Valentine Goby: Cette décision d’ancrer le roman aux balbutiements du handisport, dans les années 1950, est un choix avant tout romanesque. Je m’intéresse aux genèses, ces aventures sans certitudes qui reposent essentiellement, pour ceux qui les entreprennent, sur une foi sans faille qui ne garantit rien du résultat. Comme François lorsqu’il entreprend de vivre, les jeunes mutilés qui construiront le handisport n’ont pas idée de l’ampleur colossale que prendra leur épopée, et leur audace me fascine. Cette cécité face à l’avenir, qui est aussi celle du romancier quand il début un roman, n’empêche ni les jeunes handisportifs de l’époque ni François dans son nouveau corps de croire dans leur projet, et c’est bouleversant. Tout est fragile, et en même temps tenu par un désir colossal. Mais surtout, et bien que la médecine et l’appareillage aient fait des progrès impressionnants dans l’après-guerre, ils restent à l’époque impuissants à compenser une telle blessure (ce serait toujours complexe aujourd’hui) et obligent François à compter avant toute chose sur lui-même, et sur son imagination. La volonté ne suffit pas ici. Le réel s’impose à François, s’il choisit de ne pas mourir il n’a d’autre choix pour y évoluer que d’opérer une véritable métamorphose, de changer l’obstacle en chance, et de réinventer toute sa vie jusqu’au moindre geste par la ruse, la créativité, l’intelligence… et le rapport à l’eau. Alors bien sûr j’ai effectué beaucoup de recherches, autour de la médecine et de la chirurgie, du handicap, de l’appareillage, mais c’est aussi pour mettre en valeur, à travers leurs échecs relatifs ou leurs insuffisances, la nécessité de l’imagination. J’ai voulu que l’écriture incarne elle-même ce mouvement, en glissant de descriptions en effet chirurgicales et hyper réalistes à un lyrisme, un regard sur le monde nourri de métaphores et d’images lumineuses et inédites (par exemple métaphores successives du corps en souche, menhir, saucisse même dans les yeux de la petite sœur, mannequin Stockman dans ceux de la mère, murène dans ceux de François et pour finir, l’absence de comparaison face au corps devenu entier avec ses ajours), qui traduisent le changement dans l’image que François a de lui-même. Il est un mutant et l’écriture mute avec lui.

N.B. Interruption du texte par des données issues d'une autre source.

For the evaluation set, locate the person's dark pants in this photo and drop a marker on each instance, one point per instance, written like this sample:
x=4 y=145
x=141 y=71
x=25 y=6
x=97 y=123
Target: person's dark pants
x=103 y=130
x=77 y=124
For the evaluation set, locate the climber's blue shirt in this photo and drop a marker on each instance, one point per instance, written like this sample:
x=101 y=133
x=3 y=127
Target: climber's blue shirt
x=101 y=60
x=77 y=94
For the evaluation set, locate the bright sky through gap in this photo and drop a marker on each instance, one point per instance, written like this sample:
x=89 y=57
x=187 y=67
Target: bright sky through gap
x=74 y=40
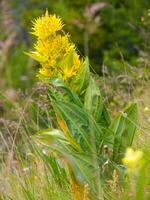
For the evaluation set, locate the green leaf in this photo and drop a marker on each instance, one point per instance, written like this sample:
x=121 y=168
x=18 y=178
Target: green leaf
x=93 y=100
x=63 y=91
x=81 y=80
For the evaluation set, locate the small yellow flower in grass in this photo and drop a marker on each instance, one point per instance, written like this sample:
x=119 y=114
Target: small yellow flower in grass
x=132 y=159
x=46 y=25
x=146 y=109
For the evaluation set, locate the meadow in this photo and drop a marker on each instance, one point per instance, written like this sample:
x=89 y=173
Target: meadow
x=74 y=100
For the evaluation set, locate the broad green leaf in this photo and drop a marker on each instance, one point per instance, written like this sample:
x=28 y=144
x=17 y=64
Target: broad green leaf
x=93 y=100
x=81 y=126
x=64 y=91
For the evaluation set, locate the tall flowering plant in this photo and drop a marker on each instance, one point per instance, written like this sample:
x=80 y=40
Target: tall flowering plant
x=89 y=142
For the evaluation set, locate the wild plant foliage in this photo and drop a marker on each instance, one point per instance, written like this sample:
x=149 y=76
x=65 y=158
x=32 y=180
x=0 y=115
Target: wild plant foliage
x=90 y=143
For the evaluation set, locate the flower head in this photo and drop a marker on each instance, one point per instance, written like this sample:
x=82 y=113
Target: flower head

AE: : Le point de départ de votre inspiration, avez-vous révélé, est l’image triomphante du champion de natation chinois, Zheng Tao, lors des jeux paralympiques de 2016. De ses bras amputés jaillissait le V de la Victoire :
Valentine Goby: C’est l’image de départ, en effet. Sa beauté insolite, sa puissance m’ont fascinées. Je l’ai trouvé beau. Mais ce n’est que le déclencheur du roman, qui se focalise en fait, stimulé par cette image superbe, au processus par lequel un homme, de déficient, manquant, se transforme, pas la grâce de son désir, de sa volonté, et de sa capacité d’invention, en un potentiel magnifique. Je travaille depuis longtemps sur le corps comme prison et simultanément, selon les paris et possibilités de chacun, en outil de transformation et de liberté. J’ai longtemps évoqué la résilience dans mes romans adultes comme jeunesse, chez les déportées du camp de Ravensbrück, les femmes tondues de l’après-guerre, les milieux populaires face à la maladie aux début de la Sécurité sociale par exemple… ici, le maître-mot est pour moi la métamorphose. Le corps victime devient corps puissant après un long chemin de bataille, d’expériences, de rencontres, et in fine de transformation de soi.